Я погладил Жбана по морде и спросил:
– А может, лекарство есть? Жбану и без того досталось, теперь еще и глаз рвать…
– Одноглазый конь – ездоку обуза, – признал конюх. – Самое мудрое – продать его на мясо. У меня есть лошадки на продажу. Если желаете – покажу. Цены божеские.
– Лучше глаз вырвем. Ехать нам осталось не далеко, так что Жбан еще послужит.

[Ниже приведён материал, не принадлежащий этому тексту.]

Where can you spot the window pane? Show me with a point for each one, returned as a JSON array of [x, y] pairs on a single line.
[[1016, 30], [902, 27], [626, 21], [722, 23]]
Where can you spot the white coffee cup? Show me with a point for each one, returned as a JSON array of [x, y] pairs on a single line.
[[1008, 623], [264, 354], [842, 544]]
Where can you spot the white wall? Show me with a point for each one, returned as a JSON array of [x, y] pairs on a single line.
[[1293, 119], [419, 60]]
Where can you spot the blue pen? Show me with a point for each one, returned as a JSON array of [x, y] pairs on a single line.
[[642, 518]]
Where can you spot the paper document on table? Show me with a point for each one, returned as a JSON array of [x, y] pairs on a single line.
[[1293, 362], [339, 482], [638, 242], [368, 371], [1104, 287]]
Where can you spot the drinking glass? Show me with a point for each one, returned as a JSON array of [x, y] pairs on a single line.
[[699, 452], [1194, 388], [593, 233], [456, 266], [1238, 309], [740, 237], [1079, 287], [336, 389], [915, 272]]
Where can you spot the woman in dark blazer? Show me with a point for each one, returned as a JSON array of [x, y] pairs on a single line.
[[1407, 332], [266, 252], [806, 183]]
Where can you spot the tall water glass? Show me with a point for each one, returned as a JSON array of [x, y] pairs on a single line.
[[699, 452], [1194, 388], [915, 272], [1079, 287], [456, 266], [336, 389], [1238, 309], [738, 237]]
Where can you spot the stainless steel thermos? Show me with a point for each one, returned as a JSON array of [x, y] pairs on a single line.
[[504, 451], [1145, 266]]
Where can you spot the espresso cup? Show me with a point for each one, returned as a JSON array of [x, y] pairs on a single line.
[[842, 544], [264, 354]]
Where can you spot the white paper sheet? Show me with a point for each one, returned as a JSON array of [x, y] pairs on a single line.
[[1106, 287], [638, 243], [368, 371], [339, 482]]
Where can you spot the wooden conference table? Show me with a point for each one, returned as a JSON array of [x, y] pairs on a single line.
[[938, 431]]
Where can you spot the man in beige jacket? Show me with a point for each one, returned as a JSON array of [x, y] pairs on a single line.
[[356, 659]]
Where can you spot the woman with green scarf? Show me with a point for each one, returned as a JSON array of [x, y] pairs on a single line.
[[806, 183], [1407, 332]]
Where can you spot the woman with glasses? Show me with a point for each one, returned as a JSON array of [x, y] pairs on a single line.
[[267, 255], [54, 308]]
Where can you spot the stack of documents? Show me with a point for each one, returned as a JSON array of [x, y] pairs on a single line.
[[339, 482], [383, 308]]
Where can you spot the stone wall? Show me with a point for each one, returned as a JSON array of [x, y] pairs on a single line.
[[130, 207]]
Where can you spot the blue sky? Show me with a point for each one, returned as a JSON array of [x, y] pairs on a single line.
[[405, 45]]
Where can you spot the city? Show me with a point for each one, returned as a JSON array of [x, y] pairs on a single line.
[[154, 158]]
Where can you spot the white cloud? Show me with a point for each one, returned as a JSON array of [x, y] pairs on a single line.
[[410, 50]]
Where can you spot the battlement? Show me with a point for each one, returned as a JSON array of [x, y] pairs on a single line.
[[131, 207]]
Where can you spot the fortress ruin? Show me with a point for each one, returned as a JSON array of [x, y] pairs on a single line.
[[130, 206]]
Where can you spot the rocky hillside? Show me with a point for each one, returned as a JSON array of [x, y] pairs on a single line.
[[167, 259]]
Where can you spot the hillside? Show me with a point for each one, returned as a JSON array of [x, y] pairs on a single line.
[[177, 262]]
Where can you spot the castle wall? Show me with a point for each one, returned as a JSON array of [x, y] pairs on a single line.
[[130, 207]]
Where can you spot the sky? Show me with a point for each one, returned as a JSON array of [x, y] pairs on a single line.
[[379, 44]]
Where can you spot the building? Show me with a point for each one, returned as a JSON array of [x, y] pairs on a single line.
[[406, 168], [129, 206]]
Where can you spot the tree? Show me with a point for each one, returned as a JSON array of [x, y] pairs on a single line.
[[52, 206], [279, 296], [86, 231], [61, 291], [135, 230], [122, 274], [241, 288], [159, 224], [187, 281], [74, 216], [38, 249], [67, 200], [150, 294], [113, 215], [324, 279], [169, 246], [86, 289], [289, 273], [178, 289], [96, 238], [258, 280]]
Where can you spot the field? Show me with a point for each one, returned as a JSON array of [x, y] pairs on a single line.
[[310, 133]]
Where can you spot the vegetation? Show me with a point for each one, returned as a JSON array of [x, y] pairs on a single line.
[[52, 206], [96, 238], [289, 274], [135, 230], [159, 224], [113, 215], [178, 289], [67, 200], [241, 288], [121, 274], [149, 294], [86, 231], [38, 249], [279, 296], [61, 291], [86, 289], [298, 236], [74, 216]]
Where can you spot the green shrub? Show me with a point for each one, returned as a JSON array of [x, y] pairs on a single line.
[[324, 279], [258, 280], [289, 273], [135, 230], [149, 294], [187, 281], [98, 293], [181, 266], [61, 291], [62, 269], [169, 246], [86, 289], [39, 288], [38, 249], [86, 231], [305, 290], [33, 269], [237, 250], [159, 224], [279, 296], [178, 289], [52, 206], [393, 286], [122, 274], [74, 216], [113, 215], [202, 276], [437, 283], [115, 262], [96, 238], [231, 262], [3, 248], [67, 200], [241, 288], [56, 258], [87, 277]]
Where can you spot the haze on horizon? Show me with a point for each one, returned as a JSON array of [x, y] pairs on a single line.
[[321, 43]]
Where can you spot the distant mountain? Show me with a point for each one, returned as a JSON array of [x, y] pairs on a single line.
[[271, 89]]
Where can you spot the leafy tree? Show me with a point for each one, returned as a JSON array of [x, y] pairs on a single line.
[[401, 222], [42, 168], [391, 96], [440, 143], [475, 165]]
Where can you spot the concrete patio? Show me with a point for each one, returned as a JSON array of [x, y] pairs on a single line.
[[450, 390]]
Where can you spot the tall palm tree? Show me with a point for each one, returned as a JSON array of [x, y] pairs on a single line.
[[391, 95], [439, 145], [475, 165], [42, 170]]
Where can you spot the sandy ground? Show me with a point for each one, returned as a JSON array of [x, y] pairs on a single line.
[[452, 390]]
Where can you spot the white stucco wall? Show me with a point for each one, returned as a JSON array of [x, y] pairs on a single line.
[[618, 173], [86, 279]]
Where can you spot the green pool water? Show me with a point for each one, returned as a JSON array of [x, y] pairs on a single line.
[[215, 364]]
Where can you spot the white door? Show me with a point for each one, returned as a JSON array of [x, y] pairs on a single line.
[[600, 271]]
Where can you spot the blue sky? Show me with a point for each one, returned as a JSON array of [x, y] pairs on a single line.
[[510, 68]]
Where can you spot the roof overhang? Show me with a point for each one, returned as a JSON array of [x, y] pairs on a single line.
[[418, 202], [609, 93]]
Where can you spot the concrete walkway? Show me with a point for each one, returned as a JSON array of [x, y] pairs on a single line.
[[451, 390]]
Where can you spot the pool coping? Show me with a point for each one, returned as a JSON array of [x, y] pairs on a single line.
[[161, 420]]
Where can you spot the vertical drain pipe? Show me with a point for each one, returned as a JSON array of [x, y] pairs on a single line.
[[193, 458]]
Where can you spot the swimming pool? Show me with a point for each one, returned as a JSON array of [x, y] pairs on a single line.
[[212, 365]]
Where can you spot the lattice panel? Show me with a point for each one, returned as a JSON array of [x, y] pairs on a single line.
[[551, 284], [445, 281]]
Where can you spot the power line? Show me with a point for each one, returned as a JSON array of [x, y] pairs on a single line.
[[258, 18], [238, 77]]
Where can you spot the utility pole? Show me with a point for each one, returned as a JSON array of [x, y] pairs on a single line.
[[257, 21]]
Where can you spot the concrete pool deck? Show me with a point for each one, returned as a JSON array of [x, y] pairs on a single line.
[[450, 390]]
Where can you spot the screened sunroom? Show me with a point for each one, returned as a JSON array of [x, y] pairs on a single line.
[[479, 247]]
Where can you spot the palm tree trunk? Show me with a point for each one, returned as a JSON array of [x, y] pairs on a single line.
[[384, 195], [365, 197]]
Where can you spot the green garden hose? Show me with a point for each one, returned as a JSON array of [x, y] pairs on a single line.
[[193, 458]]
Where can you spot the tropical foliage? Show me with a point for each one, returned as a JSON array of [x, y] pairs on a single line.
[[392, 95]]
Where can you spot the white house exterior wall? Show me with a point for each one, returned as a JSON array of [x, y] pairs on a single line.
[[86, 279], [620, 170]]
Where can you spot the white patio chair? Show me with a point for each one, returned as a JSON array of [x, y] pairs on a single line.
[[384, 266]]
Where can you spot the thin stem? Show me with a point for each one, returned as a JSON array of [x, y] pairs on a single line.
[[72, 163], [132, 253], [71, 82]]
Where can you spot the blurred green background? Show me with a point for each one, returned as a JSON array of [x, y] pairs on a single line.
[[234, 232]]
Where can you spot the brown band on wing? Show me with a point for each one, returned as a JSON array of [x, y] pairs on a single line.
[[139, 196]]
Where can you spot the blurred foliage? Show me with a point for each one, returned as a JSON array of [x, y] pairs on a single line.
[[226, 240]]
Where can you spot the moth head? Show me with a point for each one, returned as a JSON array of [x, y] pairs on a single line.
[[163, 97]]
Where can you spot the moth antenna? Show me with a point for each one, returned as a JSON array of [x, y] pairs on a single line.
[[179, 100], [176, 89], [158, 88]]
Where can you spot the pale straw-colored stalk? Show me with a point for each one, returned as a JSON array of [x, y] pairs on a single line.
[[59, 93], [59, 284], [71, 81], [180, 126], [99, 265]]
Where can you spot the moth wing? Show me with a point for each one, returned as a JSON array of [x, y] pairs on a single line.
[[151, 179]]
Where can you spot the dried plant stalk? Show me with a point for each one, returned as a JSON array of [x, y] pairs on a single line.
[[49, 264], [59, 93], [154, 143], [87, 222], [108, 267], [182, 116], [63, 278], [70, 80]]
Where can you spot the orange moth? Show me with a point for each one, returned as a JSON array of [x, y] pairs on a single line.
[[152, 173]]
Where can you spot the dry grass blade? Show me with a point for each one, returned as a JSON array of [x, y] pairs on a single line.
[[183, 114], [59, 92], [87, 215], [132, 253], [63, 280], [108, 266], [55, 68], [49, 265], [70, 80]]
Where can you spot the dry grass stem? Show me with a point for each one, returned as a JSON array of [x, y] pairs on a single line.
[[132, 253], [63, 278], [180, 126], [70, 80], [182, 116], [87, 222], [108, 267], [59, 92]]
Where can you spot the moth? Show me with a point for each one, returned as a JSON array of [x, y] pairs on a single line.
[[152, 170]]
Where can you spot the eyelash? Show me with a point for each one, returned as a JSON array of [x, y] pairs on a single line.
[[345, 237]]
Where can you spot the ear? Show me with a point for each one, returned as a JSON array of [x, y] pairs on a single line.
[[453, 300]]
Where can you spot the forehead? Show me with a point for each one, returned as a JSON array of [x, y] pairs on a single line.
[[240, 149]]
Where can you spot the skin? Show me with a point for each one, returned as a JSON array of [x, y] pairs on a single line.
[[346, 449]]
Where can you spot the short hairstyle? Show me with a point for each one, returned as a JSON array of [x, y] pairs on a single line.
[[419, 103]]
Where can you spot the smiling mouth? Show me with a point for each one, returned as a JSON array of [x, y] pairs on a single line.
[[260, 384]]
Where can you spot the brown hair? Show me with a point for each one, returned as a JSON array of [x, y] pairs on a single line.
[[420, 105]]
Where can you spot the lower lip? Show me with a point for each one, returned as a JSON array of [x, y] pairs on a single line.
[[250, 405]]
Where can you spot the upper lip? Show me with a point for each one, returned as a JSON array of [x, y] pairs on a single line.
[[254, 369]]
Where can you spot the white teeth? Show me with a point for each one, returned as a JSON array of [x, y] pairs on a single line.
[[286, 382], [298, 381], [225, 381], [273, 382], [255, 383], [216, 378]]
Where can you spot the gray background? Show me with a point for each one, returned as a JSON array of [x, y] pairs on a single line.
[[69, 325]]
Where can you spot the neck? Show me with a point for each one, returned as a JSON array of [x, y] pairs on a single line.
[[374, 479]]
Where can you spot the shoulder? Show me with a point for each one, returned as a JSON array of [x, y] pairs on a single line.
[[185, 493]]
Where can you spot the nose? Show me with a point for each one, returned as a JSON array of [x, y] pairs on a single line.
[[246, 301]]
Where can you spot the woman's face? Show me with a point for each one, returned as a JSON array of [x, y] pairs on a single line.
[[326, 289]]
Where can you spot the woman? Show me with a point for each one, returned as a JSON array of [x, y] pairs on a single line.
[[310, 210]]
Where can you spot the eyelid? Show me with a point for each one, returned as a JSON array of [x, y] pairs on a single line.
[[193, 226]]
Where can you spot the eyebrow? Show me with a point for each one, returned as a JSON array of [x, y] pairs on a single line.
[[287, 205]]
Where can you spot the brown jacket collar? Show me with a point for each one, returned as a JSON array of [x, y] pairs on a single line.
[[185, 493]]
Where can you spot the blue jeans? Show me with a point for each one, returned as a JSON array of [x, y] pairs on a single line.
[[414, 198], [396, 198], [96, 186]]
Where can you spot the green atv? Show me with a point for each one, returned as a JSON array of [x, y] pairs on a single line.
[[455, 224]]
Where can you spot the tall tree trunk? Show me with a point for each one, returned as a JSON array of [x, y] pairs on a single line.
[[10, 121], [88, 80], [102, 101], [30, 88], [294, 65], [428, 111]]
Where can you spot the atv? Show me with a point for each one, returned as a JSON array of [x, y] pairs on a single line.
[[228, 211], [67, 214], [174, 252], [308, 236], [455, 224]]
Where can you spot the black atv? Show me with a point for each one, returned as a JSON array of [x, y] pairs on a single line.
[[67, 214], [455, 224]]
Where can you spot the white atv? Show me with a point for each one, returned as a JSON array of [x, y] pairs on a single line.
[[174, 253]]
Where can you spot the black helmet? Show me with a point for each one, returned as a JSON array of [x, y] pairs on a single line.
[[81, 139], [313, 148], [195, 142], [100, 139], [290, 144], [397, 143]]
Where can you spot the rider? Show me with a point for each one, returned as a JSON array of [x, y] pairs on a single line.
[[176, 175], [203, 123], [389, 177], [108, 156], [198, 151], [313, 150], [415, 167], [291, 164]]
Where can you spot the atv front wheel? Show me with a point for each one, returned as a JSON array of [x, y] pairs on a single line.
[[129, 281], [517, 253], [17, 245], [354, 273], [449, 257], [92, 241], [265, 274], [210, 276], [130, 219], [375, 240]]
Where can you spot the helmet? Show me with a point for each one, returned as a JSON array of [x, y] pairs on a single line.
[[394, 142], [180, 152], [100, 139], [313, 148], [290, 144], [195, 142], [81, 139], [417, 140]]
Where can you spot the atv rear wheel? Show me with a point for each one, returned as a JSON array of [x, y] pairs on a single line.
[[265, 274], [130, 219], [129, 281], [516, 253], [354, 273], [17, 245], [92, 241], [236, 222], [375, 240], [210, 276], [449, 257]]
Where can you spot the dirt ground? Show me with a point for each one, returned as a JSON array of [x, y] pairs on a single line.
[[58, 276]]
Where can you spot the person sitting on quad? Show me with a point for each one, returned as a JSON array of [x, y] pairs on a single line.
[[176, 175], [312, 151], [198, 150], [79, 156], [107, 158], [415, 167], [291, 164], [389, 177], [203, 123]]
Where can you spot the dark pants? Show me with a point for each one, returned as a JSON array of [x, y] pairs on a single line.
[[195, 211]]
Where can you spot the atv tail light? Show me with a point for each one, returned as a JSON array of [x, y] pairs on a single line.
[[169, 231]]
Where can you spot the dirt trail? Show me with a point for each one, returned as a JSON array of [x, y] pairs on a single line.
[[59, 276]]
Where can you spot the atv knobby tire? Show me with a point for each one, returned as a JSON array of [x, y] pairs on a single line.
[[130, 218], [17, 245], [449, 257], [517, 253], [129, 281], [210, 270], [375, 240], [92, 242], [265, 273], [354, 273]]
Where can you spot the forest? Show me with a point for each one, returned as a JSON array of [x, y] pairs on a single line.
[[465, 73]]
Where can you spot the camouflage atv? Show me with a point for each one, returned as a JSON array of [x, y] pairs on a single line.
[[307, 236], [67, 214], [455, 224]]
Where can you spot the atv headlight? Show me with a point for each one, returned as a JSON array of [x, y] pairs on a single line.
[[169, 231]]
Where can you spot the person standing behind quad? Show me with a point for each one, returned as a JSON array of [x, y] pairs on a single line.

Конюх сбегал за инструментами для операции и разложил их на пледе, расстеленном тут же, у ног Жбана. Потом принес большую глиняную чашу с водой и растворенной в ней настойкой опиума. Пока Жбан пил, конюх отвел меня в сторонку и – как бы по секрету – шепотом предупредил:
– Как только ноги у него подогнутся, толкаем вместе. Нужно, чтобы конь упал прямо на плед, ясно?
– Ясно.
И мы принялись ждать, когда подействует настойка. Долго ждать не пришлось. Я бы даже сказал, времени прошло так мало, что мы растерялись. Жбан уронил голову, его повело, и он, с трудом переставляя ноги, прямо-таки рухнул на нас. Прижал всем весом к перегородке денника. Конюх обезумел. Покраснев, как глина, и выпучив глаза, он разразился отборным матом. Перепуганный насмерть, конюх отталкивал коня, а мне вдруг сделалось смешно, и я захохотал над его потугами. Над тем, как он, утратив всяческое достоинство, извивается, как пойманная в липкую ловушку муха.
Обиженный, конюх разъярился: он тут, понимаешь, за жизнь борется, а я смеюсь! Испугавшись, что бедолага может задохнуться или пораниться, я со всей дури шлепнул Жбана по крупу. Конь вздрогнул и выпрямился.
– Толкай! Толкай, чего стоишь?! – тут же заорал конюх.
Подавив смех, я что было мочи навалился плечом. Жбана мотало из стороны в сторону. Он не мог устоять, но вместе с конюхом мы оттолкнули его прямиком на другую стенку денника. Затрещали, ломаясь под его весом, доски. И тут уже конюх спас меня: дернул за руку и оттащил в сторону, когда Жбан стал заваливаться обратно. Конь – теперь совсем без сознания – рухнул головой прямо на расстеленный плед.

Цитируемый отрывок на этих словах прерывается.